The authors argue that today's consolidated financial reports obscure the real cost of making products. They can produce information that conflicts with a manager's intuition concerning efficiency on the floor, and may make the manager's job more difficult. Current accounting systems, among other a things, commonly use direct labor to allocate overhead costs to products. When overhead burden rates are high, small savings in direct labor translate into large impacts on cost distributions and product costs. Quote: "Managers soon discover that any process that requires relatively large amounts of direct labor seems very expensive. In fact, it usually becomes easy to find a supplier that can produce the labor-intense component or subassembly cheaper than the cost center can fabricate it." Problem: factory overhead isn't driven by direct labor hours, so outsourcing saves only a small fraction of the component/product cost.
The book uses an outdated vocabulary to describe lean manufacturing, referring to it as just-in-time (JIT) rather than lean.
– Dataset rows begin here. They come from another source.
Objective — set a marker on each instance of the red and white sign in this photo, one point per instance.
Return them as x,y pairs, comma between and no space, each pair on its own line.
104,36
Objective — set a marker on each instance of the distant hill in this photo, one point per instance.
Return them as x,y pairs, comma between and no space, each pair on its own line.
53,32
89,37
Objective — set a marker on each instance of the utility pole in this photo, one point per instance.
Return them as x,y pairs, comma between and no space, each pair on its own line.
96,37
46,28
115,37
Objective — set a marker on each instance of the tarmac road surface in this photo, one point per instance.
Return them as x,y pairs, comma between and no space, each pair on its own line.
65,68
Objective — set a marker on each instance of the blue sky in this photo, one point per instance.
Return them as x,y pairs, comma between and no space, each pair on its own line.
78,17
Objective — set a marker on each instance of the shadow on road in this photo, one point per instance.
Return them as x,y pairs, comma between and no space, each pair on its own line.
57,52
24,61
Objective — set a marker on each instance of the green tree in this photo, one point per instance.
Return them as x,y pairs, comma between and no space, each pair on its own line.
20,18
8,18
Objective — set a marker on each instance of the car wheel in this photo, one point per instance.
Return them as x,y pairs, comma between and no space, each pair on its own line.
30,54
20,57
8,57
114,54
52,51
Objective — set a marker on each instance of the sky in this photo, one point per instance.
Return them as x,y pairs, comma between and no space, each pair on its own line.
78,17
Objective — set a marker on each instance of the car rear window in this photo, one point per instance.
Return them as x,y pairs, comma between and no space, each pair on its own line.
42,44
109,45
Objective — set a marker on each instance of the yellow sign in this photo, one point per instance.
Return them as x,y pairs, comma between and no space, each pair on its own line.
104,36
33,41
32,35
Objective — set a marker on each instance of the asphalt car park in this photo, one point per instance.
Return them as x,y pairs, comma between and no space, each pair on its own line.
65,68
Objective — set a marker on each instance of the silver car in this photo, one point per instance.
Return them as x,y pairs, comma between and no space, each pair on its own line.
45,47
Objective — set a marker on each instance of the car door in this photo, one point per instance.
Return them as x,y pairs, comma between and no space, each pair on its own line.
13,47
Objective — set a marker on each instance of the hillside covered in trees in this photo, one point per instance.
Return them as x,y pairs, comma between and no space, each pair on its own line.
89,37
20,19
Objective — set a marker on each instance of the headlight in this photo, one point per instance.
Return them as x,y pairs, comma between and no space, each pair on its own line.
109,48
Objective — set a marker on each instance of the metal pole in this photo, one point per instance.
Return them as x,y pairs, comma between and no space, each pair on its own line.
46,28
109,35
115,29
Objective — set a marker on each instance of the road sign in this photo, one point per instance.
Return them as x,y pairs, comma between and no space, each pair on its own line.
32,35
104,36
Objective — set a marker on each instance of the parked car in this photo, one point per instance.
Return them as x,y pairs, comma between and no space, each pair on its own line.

But the authors see lean as a solution to some of the problems facing manufacturing managers.
They suggest establishing three types of accounting systems in US businesses: one to satisfy financial reporting requirements; one to monitor process costs; and one to follow product costs.
Reading Relevance Lost causes me to pose this question: How much of the widely publicized manufacturing cost disadvantage of high-wage countries like the US relative to low-wage countries is due to real cost differences, and how much is an accounting artifact? If US companies don't really know their production costs, then management decisions to offshore/outsource production or strive to eliminate direct labor could be serious mistakes.